7.       Gelelim Tarihi coğrafyamıza… Bizler, Anadolu’nun yerli medeniyetlerinin de temsilcileriyiz. Anadolu’da kesintisiz devam eden kültürel etkileşim ve kaynaşma sonucu, tarihi coğrafyamızdan kaynaklanan kültürel unsurların temsilcileri Anadolu Türklerinin ta kendisidir. Mesela, Anadolu coğrafyasında yaşamış, Anadolu’nun yerli halkı diyebileceğimiz Luwilerin bugün kullanılmayan dillerinin yegane mirasçısı Türkçedir. Anadolu coğrafyasındaki Luwi dilinden kaynaklanan yer adlarının büyük bölümü Türkler tarafından Türkçenin ses sistemine uygun hale getirilerek Türkçeleştirilmiştir. Kültür ve medeniyet olarak Hititlerden, Asurlardan gelen kültürel yapının Türkler tarafından devam ettirildiğini görürsünüz. Bir müzeye gidin ve çanak çömlek işlerine bir bakın. Bugün Anadolu’da aynı medeniyetin Türkler tarafından devam ettirildiğine şahit olursunuz.
8.       Öyleyse Anadolu topraklarının gerçek mirasçıları biziz. Bizden başka hiçbir topluluk bu konuda bir hak iddia etme yetkisine sahip değildir.

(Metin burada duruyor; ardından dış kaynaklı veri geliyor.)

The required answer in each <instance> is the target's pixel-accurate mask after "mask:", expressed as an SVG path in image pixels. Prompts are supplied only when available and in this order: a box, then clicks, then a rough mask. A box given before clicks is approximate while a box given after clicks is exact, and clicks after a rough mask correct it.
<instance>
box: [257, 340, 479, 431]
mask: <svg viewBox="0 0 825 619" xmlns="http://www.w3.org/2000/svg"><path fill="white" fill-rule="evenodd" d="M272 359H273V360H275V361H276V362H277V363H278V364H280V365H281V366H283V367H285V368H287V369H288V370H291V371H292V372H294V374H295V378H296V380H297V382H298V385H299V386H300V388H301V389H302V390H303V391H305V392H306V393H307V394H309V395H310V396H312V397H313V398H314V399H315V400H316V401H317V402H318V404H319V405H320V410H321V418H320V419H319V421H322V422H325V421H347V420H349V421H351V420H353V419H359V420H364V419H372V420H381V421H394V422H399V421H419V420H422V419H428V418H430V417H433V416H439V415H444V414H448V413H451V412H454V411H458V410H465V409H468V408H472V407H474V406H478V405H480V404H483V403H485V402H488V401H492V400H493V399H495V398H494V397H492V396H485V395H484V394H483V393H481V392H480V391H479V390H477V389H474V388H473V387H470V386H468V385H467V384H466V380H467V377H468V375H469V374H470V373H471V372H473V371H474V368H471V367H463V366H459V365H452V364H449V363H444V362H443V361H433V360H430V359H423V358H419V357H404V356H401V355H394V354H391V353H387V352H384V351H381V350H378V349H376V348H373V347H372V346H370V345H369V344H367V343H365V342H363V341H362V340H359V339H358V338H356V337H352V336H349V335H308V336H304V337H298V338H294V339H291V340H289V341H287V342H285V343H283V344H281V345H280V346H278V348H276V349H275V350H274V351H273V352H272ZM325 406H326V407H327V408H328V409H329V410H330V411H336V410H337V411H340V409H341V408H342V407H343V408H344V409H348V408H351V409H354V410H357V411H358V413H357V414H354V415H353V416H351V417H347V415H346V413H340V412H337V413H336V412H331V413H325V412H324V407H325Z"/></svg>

9.       Almanların, Fransızların, İngilizlerin ataları Türkler dahi çıksa emin olun umurumda bile olmazdı zaten. Çünkü, Ziya Gökalp, Türk Milletini tarif ederken kültürel bir unsur olarak tarif eder. Bu tanımlamada ırk bahsi değil, kültür bahsi öne çıkar. Bugün bütün çağdaş dünyada milletler böyle tarif edilmektedir. Çünkü, kim nereden göçtü, hangi coğrafyadan geldi bahsi, insanlık tarihi açısından içinden çıkılamayacak durumdadır. Birbiriyle kaynaşan bunca millet var. Böyle olmasa tarihte adı geçen onca halk yok olup gitmedi ya…  Dünya üzerinde 4 bin dilin varlığından bahsediliyor ama bu dillerin çoğu yok olmuş diller. Diller yok oldu ama halklar, insanlar yok olmadı. Başka milletlerle bir araya gelip kaynaştılar.
10.   Sonuç şudur: Anadolu, bizim vatanımızdır. Anadolu’daki kültürel mirasın birinci derece varisi her zaman bizleriz. Bu tarihi bir gerçektir.